0
0
MlopsHow-ToBeginner · 4 min read

How to Use SelectKBest in sklearn for Feature Selection in Python

Use SelectKBest from sklearn.feature_selection to select the top k features based on a scoring function. Initialize it with a score function like f_classif and the number of features k, then fit it to your data and transform your features.
📐

Syntax

The basic syntax for using SelectKBest is:

  • SelectKBest(score_func, k): Creates a selector that picks the top k features based on the score_func.
  • score_func: A function that scores each feature, e.g., f_classif for classification tasks.
  • k: Number of top features to select.

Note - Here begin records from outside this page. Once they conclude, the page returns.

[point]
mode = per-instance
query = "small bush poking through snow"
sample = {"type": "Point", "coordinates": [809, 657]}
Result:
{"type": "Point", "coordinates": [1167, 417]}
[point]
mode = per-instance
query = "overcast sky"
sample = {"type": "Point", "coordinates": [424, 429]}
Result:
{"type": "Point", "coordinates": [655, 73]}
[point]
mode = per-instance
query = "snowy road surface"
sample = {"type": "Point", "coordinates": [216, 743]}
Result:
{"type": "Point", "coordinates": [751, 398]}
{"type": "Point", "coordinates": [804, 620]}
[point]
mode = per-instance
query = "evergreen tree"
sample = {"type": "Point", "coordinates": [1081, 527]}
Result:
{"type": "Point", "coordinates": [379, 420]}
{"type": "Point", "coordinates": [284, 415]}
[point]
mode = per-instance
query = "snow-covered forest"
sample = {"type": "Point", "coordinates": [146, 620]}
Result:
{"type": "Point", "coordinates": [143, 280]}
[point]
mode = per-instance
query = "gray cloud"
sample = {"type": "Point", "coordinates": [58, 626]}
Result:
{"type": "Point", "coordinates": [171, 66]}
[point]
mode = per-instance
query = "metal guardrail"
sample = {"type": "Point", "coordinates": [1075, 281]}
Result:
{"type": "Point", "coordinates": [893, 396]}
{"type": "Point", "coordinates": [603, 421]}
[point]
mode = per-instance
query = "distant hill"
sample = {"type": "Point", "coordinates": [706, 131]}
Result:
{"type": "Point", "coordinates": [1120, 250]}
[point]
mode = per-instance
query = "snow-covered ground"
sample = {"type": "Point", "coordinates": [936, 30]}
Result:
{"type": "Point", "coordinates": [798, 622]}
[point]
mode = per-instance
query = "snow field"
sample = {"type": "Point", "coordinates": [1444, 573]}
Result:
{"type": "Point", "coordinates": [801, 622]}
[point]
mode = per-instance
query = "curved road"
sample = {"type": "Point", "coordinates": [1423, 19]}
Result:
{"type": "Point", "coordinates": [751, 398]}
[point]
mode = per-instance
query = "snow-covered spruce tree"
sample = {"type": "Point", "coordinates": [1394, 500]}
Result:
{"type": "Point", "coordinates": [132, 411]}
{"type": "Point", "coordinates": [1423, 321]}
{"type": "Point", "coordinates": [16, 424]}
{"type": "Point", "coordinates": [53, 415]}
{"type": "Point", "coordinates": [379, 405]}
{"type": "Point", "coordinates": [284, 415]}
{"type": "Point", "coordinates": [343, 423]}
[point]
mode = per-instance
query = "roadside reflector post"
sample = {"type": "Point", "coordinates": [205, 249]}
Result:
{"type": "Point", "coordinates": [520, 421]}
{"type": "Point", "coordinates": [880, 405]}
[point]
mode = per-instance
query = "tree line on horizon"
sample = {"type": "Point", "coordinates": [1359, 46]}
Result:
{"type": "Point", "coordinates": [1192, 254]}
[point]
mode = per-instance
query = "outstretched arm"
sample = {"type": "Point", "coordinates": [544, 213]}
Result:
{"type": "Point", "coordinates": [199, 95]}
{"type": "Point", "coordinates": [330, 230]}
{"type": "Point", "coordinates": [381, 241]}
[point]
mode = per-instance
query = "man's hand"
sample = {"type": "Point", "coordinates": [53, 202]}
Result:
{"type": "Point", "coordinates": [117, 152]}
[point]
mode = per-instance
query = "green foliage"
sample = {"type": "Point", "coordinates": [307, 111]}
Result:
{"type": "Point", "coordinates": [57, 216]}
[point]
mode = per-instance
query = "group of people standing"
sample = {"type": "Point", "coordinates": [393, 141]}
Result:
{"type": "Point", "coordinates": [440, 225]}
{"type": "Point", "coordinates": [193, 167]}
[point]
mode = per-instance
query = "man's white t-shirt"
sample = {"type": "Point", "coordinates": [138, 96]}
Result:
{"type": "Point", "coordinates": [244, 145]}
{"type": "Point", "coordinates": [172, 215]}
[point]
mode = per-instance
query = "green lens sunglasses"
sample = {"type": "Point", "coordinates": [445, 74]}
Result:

Use k='all' to keep all features.
  • Use fit(X, y) to compute scores and transform(X) to reduce features.
python
from sklearn.feature_selection import SelectKBest, f_classif

selector = SelectKBest(score_func=f_classif, k=3)
X_new = selector.fit_transform(X, y)
💻

Example

This example shows how to select the top 2 features from the Iris dataset using SelectKBest with the f_classif scoring function.

python
from sklearn.datasets import load_iris
from sklearn.feature_selection import SelectKBest, f_classif

# Load data
iris = load_iris()
X, y = iris.data, iris.target

# Select top 2 features
selector = SelectKBest(score_func=f_classif, k=2)
X_new = selector.fit_transform(X, y)

print('Original shape:', X.shape)
print('Reduced shape:', X_new.shape)
print('Selected feature indices:', selector.get_support(indices=True))
Output
Original shape: (150, 4) Reduced shape: (150, 2) Selected feature indices: [2 3]
⚠️

Common Pitfalls

Common mistakes when using SelectKBest include:

  • Not fitting the selector with both features X and target y, which is required for scoring functions like f_classif.
  • Choosing k larger than the number of features, which causes an error.
  • Forgetting to transform the data after fitting, so the feature selection is not applied.
  • Using an incompatible scoring function for the task (e.g., regression vs classification).
python
from sklearn.feature_selection import SelectKBest, f_classif

# Wrong: forgetting y in fit
# selector = SelectKBest(score_func=f_classif, k=2)
# selector.fit(X)  # This will raise an error

# Right way:
selector = SelectKBest(score_func=f_classif, k=2)
selector.fit(X, y)
X_new = selector.transform(X)
📊

Quick Reference

ParameterDescription
score_funcFunction to score features (e.g., f_classif, chi2)
kNumber of top features to select (int or 'all')
fit(X, y)Compute scores using features X and target y
transform(X)Reduce X to selected features
get_support()Boolean mask of selected features
get_support(indices=True)Indices of selected features

Key Takeaways

SelectKBest selects top features based on a scoring function and number k.
Always fit SelectKBest with both features and target to compute scores correctly.
Use transform() after fitting to reduce your feature set.
Choose a scoring function that matches your task type (classification or regression).
Check selected feature indices with get_support() to understand which features remain.